O que deixamos para trás é muitas vezes o que tínhamos de fato pela frente, mas de uma forma confusa e “naturalizada” e que, à certa altura, nos esquecemos de cuidar, porque simplesmente passamos, ao longo da vida, a guardar coisas das quais não nos damos conta. Aí está: acumulei frases, mas o sentido não está, por assim dizer, “arrumado” e claro. Ficará daqui por diante, pois falarei do livro “O que deixamos para trás: a arte sueca do minimalismo e do desapego”, da artista plástica Margareta Magnusson, recém-lançado no Brasil e originalmente publicado em 2017. Parece autoajuda. “É, pode ser”, como diz o colunista Ancelmo Góis.
Um dos achados da autora é tocar no tema tabu da morte, pelo menos para os não suecos. Entre os brasileiros, por exemplo, o silêncio é a regra, embora, como disse Benjamin Franklin, só tenhamos de certo nesta Terra “a morte e os impostos”. Para os suecos, realça Margareta, existe o que se chama “a limpeza da morte”, que não significa mais que “Livrar-se de coisas desnecessárias e fazer do seu lar um local agradável e organizado ao se dar conta de que seu tempo neste planeta está acabando”. Isso, na língua sueca, chama-se “döstädning” e, claro, vai de encontro ao que passamos a vida inteira fazendo: acumulando coisas, muitas das quais tornadas completamente inúteis e esquecidas. Enfim, se nos livrarmos dessa tralha que “naturalizamos”, viveremos melhor, de forma mais organizada, e pouparemos a nossos herdeiros um tempo precioso. Mas a impronunciável palavra sueca não deve ser associada apenas ao fim da existência; deve, sim, ser usada para uma limpeza completa, quando nos desfazemos “de objetos com a intenção de deixar a vida mais simples e menos tumultuada”.
Dizer adeus a vários pertences, reconhece Margarete, não é nada fácil, sobretudo porque são perpassados de sentimentos.

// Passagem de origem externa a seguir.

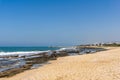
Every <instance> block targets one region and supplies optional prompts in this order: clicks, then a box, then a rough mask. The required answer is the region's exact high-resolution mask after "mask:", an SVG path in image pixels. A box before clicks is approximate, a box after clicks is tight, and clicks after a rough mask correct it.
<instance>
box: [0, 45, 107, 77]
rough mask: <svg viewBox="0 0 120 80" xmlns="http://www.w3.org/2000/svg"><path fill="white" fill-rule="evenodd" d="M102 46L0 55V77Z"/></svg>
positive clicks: (82, 52)
mask: <svg viewBox="0 0 120 80" xmlns="http://www.w3.org/2000/svg"><path fill="white" fill-rule="evenodd" d="M103 50H105V49H103V48H92V47H75V48H62V49H59V50H55V51H45V52H42V53H41V52H40V53H37V54H30V55H28V54H22V55H21V54H17V55H3V56H2V55H0V64H1V65H0V78H2V77H11V76H14V75H15V74H18V73H20V72H23V71H25V70H29V69H32V67H33V66H34V65H35V64H41V63H45V62H47V61H49V60H56V59H57V58H58V57H63V56H69V55H71V54H75V55H81V54H89V53H95V52H98V51H103Z"/></svg>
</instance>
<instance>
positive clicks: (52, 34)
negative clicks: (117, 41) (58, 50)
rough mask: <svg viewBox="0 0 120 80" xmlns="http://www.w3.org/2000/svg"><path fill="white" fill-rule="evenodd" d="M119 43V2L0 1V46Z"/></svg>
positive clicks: (67, 44) (97, 1)
mask: <svg viewBox="0 0 120 80" xmlns="http://www.w3.org/2000/svg"><path fill="white" fill-rule="evenodd" d="M109 41H120V0H0V46H50V45H53V46H56V45H57V46H58V45H76V44H83V43H95V42H109Z"/></svg>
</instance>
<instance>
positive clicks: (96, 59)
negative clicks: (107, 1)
mask: <svg viewBox="0 0 120 80" xmlns="http://www.w3.org/2000/svg"><path fill="white" fill-rule="evenodd" d="M49 63H50V64H46V65H44V66H42V67H39V68H37V69H33V70H28V71H25V72H23V73H20V74H17V75H15V76H13V77H10V78H0V80H120V48H112V49H110V50H107V51H102V52H97V53H94V54H87V55H76V56H67V57H60V58H58V59H57V60H53V61H49Z"/></svg>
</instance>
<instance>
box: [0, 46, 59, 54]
mask: <svg viewBox="0 0 120 80" xmlns="http://www.w3.org/2000/svg"><path fill="white" fill-rule="evenodd" d="M57 49H60V47H42V46H40V47H0V53H1V52H2V53H3V52H7V53H8V52H31V51H47V50H57Z"/></svg>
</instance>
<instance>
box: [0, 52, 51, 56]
mask: <svg viewBox="0 0 120 80" xmlns="http://www.w3.org/2000/svg"><path fill="white" fill-rule="evenodd" d="M44 52H49V51H28V52H0V56H12V55H18V56H24V55H26V56H27V55H33V54H39V53H44Z"/></svg>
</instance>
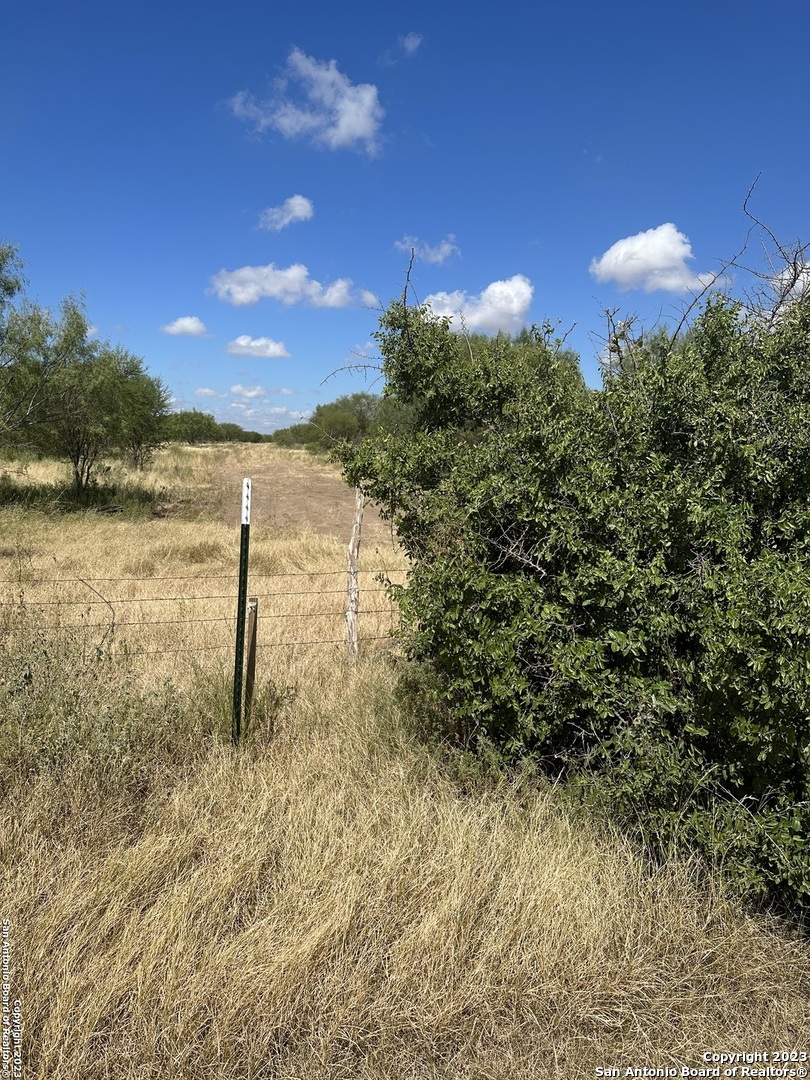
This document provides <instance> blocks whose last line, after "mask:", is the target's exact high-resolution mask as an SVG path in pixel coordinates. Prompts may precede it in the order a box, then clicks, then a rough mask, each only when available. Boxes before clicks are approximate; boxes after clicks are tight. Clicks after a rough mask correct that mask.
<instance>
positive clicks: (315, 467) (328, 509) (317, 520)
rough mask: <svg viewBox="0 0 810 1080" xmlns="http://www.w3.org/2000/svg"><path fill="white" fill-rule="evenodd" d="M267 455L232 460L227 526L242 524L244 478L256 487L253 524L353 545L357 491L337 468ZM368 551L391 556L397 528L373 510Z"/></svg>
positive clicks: (223, 517)
mask: <svg viewBox="0 0 810 1080" xmlns="http://www.w3.org/2000/svg"><path fill="white" fill-rule="evenodd" d="M269 449H271V450H273V451H274V453H271V454H261V453H260V450H261V447H256V451H257V453H256V454H255V455H251V458H252V460H249V462H247V461H241V462H237V461H232V460H228V461H227V462H226V463H225V465H224V469H222V472H221V473H220V475H219V476H218V481H219V483H220V484H221V487H222V491H224V500H222V521H227V522H239V519H240V499H241V490H242V477H243V476H245V475H249V476H251V480H252V482H253V484H252V512H251V522H252V524H255V525H259V526H261V527H265V528H270V529H279V530H286V529H300V528H309V529H311V530H312V531H313V532H316V534H319V535H321V536H330V537H335V538H336V539H338V540H343V541H346V542H347V543H348V542H349V536H350V534H351V527H352V519H353V516H354V491H353V489H352V488H350V487H348V485H347V484H345V483H343V481H342V478H341V476H340V473H339V471H338V469H337V468H336V467H335V465H330V464H328V463H325V462H322V461H318V460H316V459H313V458H311V457H309V456H307V455H306V454H302V453H301V454H298V453H294V451H289V450H286V451H282V453H280V451H278V450H276V449H275V448H274V447H270V448H269ZM363 545H364V546H374V548H382V546H387V548H388V549H389V550H390V549H391V546H392V539H391V528H390V526H389V525H388V524H387V523H386V522H383V521H381V519H380V517H379V514H378V513H377V512H376V510H375V509H374V507H372V505H367V507H366V511H365V515H364V519H363Z"/></svg>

Com razão, Marcel Proust escreveu belamente que “O amor é o tempo e o espaço tornados sensíveis ao coração”… Um dos primeiros conselhos da autora é: “Se você está em uma idade avançada, não demore muito…”. A “limpeza final” resultará em conforto para filhos e netos, evitando trabalho e disputas infelizes. Mas os familiares devem ser avisados de sua intenção, e alguns deles poderão até se beneficiar de imediato herdando alguns itens já excessivos para o seu cotidiano. Outro conselho prático: não comece por fotos e cartas, do contrário poderá “ficar preso em recordações” e sem tempo para organizar as coisas por assim dizer mais objetivas.
A meta da “limpeza final” é evitar excessos e tornar a vida mais agradável. De quebra, ao nos organizarmos mais, evitamos perda de tempo, logo achando as coisas que importam para tocar a vida. Mas, como lembra a autora, há questões difíceis na triagem a ser feita, para as quais é importante ouvir a opinião da família ou dos amigos. Valendo-se de exemplos próprios, autobiográficos, a autora sueca, que diz estar “entre os 80 e os 100 anos”, é pródiga em bom humor, e o seu livro enquanto texto espelha o minimalismo que defende. No mais, por sua experiência própria, Margareta nos lembra com frequência (sem o dizê-lo claramente) que as emoções e os sentimentos devem ser sopesados pela racionalidade. Não por acaso, a certa altura, observa que uma grande lição é a de “não guardar coisas que ninguém mais parece desejar”! No mais, posse, domínio e congêneres devem ser postos entre aspas para atingirmos um eficaz desapego. Daí a importância de saber doar com sabedoria.
Com certeza, Margareta tem razão em muita coisa, e ela própria buscou se tornar um exemplo do que prega. E que prega com leveza e suave ironia. Mas aqui pra nós: para a “limpeza” ser ótima e higiênica, assumidamente nossa, é preciso “fazer a cabeça”, esquecendo um pouco a célebre frase de Pascal, segundo a qual “O coração tem razões que a própria razão desconhece”. Os ganhos, porém, serão animadores.
Para concluir, um último conselho da autora, dentre tantos que ainda poderia citar, mas que talvez subtraísse ao leitor o prazer do livro. Suas sábias palavras servem a todos, mas especialmente aos mais velhos, afinal de contas é diante destes que o tempo, antes tão farto e abundante, começa a se afunilar. Diz ela: “Envelhecer não é para os fracos. E é por isso que não se deve esperar muito para começar a reduzir a quantidade de pertences. Cedo ou tarde, você ficará mais debilitado e verá como é bom poder aproveitar as atividades que ainda consegue realizar sem o fardo de ter que cuidar de seu inventário e arrumar toda a sua bagunça”.
Desapegados, uni-vos! A leveza vos espera!